Lors du refroidissement de la terre, les matériaux les plus lourds encore en fusion « tombèrent » vers le centre. D’autre part, les éléments radioactifs se désagrégeant depuis des milliards d’années ont dégagé de la chaleur en permanence. Aujourd’hui, lorsqu’on s’enfonce à l’intérieur de la terre, la chaleur augmente de 1 °C par 33 M., soit 30° par km.

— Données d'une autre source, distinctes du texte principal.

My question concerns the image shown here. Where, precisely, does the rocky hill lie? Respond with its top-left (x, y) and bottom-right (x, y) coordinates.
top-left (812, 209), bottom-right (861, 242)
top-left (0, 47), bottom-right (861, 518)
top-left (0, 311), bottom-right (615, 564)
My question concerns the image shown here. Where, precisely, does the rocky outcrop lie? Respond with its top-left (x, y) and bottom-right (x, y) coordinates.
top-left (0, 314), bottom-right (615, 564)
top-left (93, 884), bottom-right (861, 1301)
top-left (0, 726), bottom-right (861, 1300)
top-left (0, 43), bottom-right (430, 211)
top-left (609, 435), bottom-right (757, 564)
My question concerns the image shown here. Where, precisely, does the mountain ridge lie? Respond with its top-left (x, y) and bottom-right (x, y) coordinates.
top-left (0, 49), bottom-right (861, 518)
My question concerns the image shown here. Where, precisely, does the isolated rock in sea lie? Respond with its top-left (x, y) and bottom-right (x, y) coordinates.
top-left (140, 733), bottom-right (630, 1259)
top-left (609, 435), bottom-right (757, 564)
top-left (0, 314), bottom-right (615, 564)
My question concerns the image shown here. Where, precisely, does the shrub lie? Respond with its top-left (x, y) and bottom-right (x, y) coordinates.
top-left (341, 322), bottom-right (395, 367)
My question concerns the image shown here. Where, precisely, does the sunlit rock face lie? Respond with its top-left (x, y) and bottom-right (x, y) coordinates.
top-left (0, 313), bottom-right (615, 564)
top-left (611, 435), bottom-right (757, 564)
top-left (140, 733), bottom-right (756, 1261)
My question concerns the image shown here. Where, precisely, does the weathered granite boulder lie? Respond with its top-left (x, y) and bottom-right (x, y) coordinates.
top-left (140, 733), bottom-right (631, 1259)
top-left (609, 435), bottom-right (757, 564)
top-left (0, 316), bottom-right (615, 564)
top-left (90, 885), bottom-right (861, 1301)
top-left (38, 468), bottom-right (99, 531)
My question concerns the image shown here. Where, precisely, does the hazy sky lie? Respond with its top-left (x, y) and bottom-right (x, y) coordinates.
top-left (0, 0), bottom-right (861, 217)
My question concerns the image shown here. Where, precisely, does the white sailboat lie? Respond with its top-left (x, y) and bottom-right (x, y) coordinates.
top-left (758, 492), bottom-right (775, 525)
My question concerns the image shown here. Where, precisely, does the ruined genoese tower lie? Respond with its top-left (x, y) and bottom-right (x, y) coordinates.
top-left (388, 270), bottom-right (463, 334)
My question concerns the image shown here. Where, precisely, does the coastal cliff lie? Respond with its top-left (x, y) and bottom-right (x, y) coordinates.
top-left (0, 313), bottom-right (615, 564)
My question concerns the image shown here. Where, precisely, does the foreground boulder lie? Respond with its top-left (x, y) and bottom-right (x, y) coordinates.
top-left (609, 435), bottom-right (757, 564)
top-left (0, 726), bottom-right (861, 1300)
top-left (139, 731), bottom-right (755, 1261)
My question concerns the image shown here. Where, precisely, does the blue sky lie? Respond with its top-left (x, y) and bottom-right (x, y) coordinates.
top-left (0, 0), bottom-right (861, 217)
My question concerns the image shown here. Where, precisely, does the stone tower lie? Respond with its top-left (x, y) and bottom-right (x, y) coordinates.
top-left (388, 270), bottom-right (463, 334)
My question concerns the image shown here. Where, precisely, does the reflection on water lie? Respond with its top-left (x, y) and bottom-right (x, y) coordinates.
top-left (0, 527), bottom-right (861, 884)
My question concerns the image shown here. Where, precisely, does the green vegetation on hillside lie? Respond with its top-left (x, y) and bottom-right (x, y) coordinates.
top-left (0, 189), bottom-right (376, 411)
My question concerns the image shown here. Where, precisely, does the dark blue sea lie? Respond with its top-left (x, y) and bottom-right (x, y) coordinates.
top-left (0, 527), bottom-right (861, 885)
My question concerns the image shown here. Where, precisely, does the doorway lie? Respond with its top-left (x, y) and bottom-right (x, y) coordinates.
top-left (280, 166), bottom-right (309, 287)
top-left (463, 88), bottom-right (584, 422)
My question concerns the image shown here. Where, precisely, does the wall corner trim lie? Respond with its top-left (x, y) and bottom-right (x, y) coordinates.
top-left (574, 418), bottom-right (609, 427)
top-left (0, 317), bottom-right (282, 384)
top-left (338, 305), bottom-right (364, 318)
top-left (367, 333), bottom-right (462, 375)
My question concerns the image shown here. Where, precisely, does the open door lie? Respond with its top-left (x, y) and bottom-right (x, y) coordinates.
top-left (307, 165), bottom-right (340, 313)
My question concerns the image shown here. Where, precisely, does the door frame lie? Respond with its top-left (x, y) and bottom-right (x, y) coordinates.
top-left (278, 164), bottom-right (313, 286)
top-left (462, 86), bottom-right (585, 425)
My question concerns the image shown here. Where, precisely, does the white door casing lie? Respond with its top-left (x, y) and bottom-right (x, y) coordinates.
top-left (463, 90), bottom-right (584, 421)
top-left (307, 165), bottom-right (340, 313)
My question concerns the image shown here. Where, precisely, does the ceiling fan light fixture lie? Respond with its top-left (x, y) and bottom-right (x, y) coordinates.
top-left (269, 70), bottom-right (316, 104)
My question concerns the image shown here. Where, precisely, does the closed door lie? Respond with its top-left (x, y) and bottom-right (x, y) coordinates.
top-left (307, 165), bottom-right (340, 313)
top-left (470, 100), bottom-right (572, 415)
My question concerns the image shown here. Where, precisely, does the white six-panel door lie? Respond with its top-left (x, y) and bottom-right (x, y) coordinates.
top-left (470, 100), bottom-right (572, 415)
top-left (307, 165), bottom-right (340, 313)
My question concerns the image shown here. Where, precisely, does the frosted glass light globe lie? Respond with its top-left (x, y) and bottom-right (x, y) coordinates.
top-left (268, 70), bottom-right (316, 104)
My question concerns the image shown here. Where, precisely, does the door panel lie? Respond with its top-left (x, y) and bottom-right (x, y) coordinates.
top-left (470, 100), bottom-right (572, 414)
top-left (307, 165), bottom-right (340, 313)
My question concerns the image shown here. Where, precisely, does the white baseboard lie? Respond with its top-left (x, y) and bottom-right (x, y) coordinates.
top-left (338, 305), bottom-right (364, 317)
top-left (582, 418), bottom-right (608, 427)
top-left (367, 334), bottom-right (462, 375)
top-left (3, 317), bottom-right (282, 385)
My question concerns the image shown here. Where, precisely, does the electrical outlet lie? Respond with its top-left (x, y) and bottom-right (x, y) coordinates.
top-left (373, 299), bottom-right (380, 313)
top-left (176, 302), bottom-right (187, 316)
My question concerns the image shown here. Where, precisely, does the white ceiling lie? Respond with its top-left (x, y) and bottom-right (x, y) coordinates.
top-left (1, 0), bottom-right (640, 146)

" La géothermie dite à basse énergie concerne les eaux emprisonnées dans le sous-sol à 60/80°C. Ces eaux sont souvent salées ; il faut alors prévoir un circuit échangeur d’eau douce pour alimenter les installations. Le plus souvent, l’eau primaire sera réinjectée dans la nappe, ce qui nécessite un deuxième forage.
L’Islande est privilégiée - fort heureusement pour elle, car il n’y fait pas très chaud ! Située sur la grande faille altantique qui « écarte » l’Europe de l’Amérique de 6 cm par an, elle bénéficie d’une géothermie abondante. Ainsi, les 110 000 habitants de Reykjavik, les deux tiers des autres Islandais et 135 000 m2 de serres sont, depuis 1977, entièrement chauffés par la géothermie.
En France, nous avons de nombreuses réalisations : Creil, 4 000 logements ; Mont-de-Marsan, Blagnac, Melun, l’Almont, Mee-sur- Seine, Villeneuve-La-Garenne, etc. : des milliers de logements. Le bassin parisien est très favorisé. La délégation aux Energies Nouvelles avait naguère envisagé d’équiper un million de logements à l’horizon 1985. Le pari ne sera pas tenu ; malgré cela, les réalisations et les espoirs sont loin d’être négligeables. D’autant qu’on veille désormais, lors des forages pour la recherche d’hydrocarbures, à la découverte éventuelle d’eaux chaudes souterraines (la plupart des sociétés pétrolières ont créé un secteur géothermique).
Pour le chauffage des serres, des piscines, on peut même se contenter d’une géothermie à « très » basse énergie, avec des forages peu profonds donnant des eaux de 20 à 50°C.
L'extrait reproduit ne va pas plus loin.